- Location: Baghdad, Iraq
- Date: 17 August 2010 07:30 and 21:30 – (UTC+3)
- Target: Army recruits & Shias
- Attack type: Suicide bombing and Truck bombing
- Deaths: 69+
- Injured: 169
- Perpetrators: Islamic State of Iraq

= 17 August 2010 Baghdad bombings =

Two attacks in Baghdad, Iraq

The 17 August 2010 Baghdad bombings were two attacks in Baghdad, Iraq. The first attack in the morning was when a suicide bomber detonated his explosives outside the Iraqi Army division headquarters on potential recruits to the army, some of whom had queued for hours prior to the bombings, that killed over 60 and wounded more than 100. The second attack took place in the evening when a fuel truck exploded in a Shia neighbourhood, killing 8 and wounding 44.

Islamic State of Iraq claimed the first of the two attacks.

==Background==
The bombing came amid uncertainty over the future government in Iraq following the 2010 Iraqi parliamentary election. One day before the attack former Iraqi Interim Prime Minister Iyad Allawi pulled out of coalition talks with Prime Minister Nuri al-Maliki following claims that al-Maliki was pushing for a sectarian division of government.

Security forces have been targets of attack in the months prior to this bombing. The United States began to reduce its troop strength in Iraq, from just under 60,000 at the time of this bombing, to about 50,000 by 31 August, which was scheduled to be the formal end of combat operations.

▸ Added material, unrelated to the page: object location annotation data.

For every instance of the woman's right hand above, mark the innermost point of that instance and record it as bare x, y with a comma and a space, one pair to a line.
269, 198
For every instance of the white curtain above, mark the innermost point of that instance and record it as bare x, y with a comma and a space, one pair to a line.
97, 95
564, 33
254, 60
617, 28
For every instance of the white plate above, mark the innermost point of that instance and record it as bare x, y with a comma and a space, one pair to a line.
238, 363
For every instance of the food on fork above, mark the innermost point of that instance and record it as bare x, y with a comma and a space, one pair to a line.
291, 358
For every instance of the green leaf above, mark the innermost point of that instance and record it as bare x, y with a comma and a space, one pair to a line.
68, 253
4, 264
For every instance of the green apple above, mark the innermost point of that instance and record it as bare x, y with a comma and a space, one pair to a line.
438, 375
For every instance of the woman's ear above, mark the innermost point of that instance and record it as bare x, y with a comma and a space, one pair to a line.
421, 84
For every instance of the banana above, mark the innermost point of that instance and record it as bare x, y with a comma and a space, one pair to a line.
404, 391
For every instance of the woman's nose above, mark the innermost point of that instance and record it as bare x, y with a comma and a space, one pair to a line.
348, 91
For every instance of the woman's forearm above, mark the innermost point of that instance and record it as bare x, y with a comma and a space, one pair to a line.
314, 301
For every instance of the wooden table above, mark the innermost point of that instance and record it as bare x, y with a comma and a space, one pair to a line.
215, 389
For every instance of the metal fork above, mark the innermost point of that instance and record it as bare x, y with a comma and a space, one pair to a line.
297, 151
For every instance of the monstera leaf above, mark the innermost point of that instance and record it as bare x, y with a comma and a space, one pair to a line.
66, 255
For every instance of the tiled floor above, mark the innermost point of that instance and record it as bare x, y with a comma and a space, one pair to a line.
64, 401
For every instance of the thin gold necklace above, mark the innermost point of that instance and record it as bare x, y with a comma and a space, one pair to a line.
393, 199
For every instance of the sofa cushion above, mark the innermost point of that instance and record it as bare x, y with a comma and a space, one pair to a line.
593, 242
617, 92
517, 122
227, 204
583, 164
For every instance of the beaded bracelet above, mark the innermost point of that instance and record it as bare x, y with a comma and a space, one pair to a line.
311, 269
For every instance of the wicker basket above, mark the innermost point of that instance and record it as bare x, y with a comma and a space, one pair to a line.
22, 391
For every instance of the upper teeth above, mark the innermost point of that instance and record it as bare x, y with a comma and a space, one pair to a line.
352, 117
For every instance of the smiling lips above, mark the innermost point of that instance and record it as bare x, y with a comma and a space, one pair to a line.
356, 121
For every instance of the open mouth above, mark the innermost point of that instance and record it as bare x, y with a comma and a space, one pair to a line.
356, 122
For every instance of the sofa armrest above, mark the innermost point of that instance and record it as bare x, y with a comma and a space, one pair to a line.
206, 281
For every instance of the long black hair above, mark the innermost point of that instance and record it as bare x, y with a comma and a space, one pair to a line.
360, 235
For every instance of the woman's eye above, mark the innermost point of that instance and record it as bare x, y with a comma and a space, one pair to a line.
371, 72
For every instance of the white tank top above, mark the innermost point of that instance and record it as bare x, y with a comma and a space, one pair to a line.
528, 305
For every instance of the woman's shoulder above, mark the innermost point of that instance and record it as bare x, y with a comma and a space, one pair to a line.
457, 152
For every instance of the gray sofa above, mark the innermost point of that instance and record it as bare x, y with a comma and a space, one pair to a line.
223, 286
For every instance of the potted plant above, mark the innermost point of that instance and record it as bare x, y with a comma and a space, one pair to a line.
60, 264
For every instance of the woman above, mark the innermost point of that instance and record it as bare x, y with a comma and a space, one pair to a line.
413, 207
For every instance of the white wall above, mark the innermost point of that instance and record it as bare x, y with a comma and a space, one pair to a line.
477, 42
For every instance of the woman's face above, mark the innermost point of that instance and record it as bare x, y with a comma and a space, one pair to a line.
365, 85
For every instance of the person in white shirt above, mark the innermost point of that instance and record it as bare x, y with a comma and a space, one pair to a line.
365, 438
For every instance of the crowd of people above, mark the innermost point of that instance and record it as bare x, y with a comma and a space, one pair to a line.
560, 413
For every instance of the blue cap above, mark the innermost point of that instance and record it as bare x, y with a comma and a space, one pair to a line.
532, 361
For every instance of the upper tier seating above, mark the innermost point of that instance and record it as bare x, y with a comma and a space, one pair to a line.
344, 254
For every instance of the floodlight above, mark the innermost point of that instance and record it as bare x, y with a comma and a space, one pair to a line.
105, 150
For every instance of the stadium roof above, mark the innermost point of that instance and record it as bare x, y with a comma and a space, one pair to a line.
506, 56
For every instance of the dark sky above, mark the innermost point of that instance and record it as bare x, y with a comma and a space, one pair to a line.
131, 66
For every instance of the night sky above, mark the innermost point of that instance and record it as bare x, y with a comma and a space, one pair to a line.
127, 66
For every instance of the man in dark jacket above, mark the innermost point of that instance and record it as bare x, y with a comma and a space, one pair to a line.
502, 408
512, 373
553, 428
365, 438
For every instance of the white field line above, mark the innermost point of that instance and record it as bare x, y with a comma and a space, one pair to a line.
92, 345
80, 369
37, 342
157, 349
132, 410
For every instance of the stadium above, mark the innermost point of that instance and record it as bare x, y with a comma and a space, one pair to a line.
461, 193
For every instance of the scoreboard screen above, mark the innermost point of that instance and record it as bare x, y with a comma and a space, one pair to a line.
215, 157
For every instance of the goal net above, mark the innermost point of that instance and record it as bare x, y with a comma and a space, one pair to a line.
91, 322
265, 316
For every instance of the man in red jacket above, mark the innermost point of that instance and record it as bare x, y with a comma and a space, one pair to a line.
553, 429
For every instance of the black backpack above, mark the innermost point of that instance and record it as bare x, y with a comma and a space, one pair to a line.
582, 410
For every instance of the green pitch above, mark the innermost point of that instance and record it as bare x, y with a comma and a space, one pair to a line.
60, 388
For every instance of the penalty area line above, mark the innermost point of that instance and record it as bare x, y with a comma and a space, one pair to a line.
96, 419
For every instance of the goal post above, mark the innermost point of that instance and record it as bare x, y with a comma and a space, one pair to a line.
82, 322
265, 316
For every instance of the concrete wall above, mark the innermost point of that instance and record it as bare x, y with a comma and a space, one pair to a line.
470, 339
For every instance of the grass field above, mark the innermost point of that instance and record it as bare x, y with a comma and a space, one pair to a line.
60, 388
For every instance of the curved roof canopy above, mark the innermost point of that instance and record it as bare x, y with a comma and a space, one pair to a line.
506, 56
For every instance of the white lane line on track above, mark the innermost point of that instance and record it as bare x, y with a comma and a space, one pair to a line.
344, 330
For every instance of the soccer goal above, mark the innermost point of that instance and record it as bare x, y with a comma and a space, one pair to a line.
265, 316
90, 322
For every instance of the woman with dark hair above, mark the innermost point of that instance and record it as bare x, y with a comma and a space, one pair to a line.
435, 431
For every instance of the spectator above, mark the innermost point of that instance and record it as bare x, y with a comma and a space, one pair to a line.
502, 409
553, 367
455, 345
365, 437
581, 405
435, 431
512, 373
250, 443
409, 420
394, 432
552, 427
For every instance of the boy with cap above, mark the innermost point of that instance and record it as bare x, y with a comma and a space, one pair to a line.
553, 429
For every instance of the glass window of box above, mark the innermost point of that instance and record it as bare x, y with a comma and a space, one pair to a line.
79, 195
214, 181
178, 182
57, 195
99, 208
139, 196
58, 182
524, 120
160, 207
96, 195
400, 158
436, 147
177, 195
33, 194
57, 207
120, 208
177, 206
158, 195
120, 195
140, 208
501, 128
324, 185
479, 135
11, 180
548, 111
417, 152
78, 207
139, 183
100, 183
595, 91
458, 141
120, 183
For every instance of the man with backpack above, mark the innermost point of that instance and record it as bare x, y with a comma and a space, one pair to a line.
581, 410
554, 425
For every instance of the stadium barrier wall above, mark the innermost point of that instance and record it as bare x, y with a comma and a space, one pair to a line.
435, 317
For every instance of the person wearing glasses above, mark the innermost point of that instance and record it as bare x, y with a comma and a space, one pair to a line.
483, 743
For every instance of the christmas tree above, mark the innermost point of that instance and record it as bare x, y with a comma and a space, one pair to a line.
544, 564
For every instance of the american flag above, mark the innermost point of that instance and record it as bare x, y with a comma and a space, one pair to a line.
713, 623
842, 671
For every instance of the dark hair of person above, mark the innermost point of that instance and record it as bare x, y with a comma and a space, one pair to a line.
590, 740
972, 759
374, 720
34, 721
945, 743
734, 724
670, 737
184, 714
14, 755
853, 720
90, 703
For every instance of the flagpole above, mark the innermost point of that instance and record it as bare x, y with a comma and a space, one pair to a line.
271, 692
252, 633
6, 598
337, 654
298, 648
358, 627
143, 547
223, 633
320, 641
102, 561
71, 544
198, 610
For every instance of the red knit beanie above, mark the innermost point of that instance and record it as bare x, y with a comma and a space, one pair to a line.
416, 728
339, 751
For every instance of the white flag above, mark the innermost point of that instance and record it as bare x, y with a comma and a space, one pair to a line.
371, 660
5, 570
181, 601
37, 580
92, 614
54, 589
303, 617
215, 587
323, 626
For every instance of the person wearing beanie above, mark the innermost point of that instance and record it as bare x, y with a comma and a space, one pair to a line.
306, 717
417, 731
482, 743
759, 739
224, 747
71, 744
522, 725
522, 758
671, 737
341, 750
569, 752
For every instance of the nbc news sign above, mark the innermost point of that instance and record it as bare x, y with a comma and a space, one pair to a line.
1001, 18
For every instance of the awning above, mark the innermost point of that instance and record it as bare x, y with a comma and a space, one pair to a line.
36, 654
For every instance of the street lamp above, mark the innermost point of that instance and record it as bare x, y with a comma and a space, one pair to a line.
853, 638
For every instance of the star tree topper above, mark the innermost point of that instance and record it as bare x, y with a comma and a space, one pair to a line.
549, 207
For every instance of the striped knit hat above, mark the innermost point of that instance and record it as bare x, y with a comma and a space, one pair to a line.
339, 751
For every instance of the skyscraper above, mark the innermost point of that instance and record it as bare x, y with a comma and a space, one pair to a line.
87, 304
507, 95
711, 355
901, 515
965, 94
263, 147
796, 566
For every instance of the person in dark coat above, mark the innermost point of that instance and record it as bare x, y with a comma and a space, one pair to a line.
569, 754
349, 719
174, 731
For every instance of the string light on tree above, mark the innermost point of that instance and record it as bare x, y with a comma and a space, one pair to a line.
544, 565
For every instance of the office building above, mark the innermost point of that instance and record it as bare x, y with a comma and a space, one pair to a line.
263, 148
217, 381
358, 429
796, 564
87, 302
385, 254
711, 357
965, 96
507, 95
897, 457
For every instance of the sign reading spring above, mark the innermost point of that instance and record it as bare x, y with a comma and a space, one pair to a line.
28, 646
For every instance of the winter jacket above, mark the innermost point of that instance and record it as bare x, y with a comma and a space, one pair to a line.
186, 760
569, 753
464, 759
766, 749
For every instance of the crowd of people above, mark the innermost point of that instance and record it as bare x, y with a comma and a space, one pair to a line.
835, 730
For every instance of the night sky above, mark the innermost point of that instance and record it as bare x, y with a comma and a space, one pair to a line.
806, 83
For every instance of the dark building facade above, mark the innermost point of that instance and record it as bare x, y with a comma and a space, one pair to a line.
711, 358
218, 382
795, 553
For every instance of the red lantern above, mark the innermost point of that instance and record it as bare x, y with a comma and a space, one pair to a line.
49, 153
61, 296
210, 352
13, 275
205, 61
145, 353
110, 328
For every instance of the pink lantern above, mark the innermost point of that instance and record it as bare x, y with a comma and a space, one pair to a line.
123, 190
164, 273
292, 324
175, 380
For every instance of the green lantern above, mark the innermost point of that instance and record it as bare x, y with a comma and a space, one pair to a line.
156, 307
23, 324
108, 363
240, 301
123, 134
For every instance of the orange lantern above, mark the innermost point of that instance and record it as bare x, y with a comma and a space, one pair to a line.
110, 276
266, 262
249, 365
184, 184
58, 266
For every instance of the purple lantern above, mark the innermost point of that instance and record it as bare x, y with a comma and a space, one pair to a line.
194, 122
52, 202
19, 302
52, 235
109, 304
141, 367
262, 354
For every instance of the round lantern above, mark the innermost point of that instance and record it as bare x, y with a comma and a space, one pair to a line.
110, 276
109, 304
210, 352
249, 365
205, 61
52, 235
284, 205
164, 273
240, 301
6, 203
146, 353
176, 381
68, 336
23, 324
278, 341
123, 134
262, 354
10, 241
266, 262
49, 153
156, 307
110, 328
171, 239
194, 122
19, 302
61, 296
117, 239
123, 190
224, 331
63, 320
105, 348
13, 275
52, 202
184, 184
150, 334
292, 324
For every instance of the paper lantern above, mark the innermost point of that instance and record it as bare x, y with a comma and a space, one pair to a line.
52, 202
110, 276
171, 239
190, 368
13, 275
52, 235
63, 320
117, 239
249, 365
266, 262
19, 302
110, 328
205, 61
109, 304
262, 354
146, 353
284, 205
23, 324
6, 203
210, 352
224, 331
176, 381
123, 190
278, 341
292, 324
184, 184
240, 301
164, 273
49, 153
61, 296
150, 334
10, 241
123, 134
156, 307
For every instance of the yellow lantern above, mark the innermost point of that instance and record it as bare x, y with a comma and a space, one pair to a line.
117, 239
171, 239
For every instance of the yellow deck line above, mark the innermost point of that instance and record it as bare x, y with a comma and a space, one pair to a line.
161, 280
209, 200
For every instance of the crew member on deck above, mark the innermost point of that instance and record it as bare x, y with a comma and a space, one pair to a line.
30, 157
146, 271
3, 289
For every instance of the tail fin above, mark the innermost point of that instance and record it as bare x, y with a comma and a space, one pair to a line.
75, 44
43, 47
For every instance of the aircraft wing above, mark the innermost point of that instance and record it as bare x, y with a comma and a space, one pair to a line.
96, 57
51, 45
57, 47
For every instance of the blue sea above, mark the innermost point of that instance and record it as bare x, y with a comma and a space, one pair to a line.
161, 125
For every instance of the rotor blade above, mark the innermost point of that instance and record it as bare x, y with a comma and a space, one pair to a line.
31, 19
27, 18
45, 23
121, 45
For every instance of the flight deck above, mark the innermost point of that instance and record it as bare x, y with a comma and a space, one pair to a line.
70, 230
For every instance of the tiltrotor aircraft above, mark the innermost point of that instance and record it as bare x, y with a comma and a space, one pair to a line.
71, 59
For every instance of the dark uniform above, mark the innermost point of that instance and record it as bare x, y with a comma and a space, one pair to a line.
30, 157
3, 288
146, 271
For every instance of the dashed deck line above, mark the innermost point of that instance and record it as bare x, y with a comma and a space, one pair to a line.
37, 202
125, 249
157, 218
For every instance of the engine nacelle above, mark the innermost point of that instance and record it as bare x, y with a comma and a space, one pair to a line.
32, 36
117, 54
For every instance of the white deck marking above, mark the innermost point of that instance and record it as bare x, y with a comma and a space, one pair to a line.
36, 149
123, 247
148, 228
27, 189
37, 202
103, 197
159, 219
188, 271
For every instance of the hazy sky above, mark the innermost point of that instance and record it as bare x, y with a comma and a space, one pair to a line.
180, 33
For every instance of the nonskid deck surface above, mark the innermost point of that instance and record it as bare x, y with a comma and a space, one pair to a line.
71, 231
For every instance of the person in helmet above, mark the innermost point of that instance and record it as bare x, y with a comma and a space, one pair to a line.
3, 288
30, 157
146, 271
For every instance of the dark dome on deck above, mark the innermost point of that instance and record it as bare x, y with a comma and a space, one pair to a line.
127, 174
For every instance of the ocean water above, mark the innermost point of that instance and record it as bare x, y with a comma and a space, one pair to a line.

The bombing was the first major attack of the year's Ramadan, the most venerated month in the Islamic calendar.

==Bombings==
===First bombing===
Unemployed people had queued for hours outside an Army recruiting centre when a suicide bomber approached and detonated his explosives. The recruiting location is near the Bab al-Muadhan (Great Gate) by the Tigris River and the former Iraqi Ministry of Defense building in downtown Baghdad.

An interior ministry official said the majority of the victims were army recruits but there were also some soldiers who were protecting the recruitment centre among the casualties. The casualties among these soldiers were at least three dead and eight wounded, with the overall total killed at over 60.

===Second bombing===
On the same day another attack occurred at 21:30 in the majority Shia neighbourhood of Hay Ur. A bomb attached to a fuel truck loaded with kerosene exploded, killing eight people and wounding 44 more.

==Perpetrators==
Iraqi spokesman Gen. Al-Moussawi immediately blamed al-Qaeda in Iraq for the bombings.

Islamic State of Iraq, which includes al-Qaida in Iraq, within three days claimed the first of the two attacks, saying it targeted "a group of Shias and apostates who sold their faith for money and to be a tool in the war on Iraqi Sunnis",
and boasting that its operative easily passed through checkpoints before detonating his explosives belt in a crowd of officers and recruits outside army headquarters.

==Reaction==
- A White House spokesman said "There obviously are still people who want to derail the advances that the Iraqi people have made toward democracy. But they are firmly on track. And we're confident that we're moving toward the end of our combat mission. The fact that there is a lot of competition for who is going to be running that country is a good thing."